We demonstrated an arthroscopic SCR technique with the LHBT and medialized repair of the fatty degenerative supraspinatus tendon. In the PRCR-SCRB group, we preferred the LHBT instead of a fascia lata autograft, which Mihata et al15 originally reported. Our technique of bridging the LHBT between the glenoid and humeral head and also partially repaired tendon created a downward force to the humeral head; thus, AHD calculations showed better down-migration of the humeral head when we compared it with preoperative values. When we compared PRCR-SCRB and SCRTF, the AHD was significantly improved in both groups compared with preoperatively. PRCR-SCRB maintained AHD better than SCRTF, and both techniques provided pain relief and prevented further degenerative wear.

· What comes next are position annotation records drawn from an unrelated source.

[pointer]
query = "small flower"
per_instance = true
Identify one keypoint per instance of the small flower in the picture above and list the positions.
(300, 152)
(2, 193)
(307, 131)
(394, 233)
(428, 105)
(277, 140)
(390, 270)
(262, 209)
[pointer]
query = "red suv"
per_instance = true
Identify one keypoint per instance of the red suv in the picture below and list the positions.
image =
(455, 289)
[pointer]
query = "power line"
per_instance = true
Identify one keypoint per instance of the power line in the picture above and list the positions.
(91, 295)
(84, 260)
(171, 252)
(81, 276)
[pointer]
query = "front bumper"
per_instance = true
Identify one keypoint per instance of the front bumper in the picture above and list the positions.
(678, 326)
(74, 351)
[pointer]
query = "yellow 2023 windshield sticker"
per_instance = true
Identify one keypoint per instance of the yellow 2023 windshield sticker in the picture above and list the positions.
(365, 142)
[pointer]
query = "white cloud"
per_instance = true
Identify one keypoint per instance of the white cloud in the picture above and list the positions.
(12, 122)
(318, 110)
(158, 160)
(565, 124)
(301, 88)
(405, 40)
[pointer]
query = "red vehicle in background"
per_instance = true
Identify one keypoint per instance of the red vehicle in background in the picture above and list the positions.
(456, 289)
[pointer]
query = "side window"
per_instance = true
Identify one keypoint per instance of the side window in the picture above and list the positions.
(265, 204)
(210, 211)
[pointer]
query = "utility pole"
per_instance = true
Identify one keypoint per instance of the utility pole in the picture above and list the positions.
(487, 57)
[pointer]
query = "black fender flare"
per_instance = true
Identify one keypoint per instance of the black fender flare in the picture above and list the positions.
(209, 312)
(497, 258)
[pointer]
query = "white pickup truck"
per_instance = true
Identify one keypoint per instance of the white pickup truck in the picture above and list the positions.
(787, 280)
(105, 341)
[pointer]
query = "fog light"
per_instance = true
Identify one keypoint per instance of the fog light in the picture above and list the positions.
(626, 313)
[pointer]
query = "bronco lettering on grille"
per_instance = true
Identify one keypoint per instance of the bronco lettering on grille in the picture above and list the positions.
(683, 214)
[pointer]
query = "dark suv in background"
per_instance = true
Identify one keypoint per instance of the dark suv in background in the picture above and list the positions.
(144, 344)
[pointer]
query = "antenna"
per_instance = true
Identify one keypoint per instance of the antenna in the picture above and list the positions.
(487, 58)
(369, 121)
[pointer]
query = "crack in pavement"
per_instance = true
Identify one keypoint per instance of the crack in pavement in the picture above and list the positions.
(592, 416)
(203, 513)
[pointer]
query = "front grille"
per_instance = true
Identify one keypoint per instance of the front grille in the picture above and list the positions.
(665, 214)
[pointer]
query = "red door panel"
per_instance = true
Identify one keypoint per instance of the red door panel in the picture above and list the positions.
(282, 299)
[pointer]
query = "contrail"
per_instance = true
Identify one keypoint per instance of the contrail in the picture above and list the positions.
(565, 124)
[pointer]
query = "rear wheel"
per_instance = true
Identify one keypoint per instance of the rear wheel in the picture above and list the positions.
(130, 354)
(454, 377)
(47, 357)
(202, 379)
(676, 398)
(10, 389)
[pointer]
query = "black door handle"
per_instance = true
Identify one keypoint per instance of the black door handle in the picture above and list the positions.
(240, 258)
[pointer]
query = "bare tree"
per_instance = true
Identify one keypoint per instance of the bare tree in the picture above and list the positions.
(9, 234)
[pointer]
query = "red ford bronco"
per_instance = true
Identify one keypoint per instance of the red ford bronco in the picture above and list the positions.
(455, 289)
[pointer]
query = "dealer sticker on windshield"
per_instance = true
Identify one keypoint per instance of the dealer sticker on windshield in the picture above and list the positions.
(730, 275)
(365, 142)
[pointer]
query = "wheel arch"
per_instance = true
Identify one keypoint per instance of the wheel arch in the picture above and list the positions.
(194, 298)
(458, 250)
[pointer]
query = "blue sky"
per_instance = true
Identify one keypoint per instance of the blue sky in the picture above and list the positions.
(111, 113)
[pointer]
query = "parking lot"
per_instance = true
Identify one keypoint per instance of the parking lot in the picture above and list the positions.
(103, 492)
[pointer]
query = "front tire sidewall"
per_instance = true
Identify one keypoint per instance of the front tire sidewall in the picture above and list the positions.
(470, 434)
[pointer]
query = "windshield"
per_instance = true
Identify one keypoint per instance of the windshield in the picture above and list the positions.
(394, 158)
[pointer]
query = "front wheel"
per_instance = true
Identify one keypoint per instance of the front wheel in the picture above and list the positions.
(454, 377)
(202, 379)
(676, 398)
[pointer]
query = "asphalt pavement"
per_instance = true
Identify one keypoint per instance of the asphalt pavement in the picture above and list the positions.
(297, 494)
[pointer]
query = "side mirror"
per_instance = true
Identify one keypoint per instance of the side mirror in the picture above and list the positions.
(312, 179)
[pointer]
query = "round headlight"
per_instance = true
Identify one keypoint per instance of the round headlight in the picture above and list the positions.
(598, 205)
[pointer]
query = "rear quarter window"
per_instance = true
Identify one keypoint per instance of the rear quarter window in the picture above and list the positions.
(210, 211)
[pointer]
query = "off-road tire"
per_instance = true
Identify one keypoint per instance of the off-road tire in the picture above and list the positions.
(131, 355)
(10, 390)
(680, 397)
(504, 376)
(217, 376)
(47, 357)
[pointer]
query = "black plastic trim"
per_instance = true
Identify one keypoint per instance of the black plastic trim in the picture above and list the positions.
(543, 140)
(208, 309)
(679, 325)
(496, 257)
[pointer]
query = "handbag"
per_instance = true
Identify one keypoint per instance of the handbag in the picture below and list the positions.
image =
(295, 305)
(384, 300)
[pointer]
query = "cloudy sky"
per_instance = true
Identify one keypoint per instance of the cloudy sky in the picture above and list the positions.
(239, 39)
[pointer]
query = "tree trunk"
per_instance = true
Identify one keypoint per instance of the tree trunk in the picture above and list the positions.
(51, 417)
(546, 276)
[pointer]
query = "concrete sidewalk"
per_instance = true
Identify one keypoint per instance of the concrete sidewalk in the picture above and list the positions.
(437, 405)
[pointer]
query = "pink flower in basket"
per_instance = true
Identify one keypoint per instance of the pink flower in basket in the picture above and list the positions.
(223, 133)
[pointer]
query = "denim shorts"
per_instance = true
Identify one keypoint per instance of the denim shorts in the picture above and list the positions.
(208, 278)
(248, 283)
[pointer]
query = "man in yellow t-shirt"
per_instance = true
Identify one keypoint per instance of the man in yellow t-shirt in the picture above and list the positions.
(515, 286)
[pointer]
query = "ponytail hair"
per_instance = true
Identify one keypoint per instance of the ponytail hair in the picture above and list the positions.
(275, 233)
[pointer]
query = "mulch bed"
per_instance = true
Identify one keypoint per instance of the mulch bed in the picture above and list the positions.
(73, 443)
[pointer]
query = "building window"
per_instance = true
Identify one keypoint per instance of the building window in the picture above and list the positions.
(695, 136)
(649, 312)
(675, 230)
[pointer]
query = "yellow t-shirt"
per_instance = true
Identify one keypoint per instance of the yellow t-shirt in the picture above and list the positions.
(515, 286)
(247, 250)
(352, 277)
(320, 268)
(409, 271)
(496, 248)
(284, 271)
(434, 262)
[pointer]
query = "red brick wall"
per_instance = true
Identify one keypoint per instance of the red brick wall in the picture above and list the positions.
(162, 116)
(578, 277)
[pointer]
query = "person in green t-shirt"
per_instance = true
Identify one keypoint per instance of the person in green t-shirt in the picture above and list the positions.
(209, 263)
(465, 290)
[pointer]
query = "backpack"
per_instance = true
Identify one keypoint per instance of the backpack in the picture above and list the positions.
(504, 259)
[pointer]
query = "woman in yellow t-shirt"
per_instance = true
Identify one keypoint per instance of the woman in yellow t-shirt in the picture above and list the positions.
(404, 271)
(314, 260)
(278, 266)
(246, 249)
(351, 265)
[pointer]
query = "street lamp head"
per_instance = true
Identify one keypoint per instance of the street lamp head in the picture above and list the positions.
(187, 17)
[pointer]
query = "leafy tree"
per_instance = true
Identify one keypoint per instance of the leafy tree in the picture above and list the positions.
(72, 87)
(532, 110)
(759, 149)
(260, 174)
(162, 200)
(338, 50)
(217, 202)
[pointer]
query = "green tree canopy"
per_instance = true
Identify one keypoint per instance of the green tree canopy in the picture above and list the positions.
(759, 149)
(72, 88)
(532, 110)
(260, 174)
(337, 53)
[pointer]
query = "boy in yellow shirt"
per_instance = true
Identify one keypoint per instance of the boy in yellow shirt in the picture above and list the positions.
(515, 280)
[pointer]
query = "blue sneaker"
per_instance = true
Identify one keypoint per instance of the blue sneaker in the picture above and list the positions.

This study has several limitations. There was no randomization between groups. Additionally, the number of patients was small, and a larger number of patients may show significant differences between groups. There were no strength measurements, and the minimal clinically important difference for the AHD is unknown. LHBT's were tenodized at both glenoid and humeral head which put stress on tendons. This stress might cause pain along the biceps muscle at an early stage after surgery. Further evaluation is needed to distinguish the origin of postoperative pain. Another limitation is that, in the case of a completely torn LHBT, this procedure cannot be indicated. To perform this technique, a preoperative evaluation of the LHBT by MRI or an intraoperative evaluation of the glenohumeral joint should be performed. Finally, the follow-up period was short, and a longer follow-up will be needed to see whether the good clinical results of both groups are maintained.
Conclusion
Postoperative pain and functional scores were significantly improved in both groups compared with preoperative values. The 2 groups did not differ in terms of postoperative ROM, functional scores, or retear rates. PRCR-SCRB maintained AHD better than SCRTF. SCRTF offered no superior outcomes over PRCR-SCRB without the need for additional operative procedures for graft harvesting.
Footnotes
Final revision submitted January 14, 2020; accepted February 12, 2020.
The authors declared that there are no conflicts of interest in the authorship and publication of this contribution. AOSSM checks author disclosures against the Open Payments Database (OPD). AOSSM has not conducted an independent investigation on the OPD and disclaims any liability or responsibility relating thereto.
Ethical approval for this study was obtained from Acibadem University (No. 2018-6/1).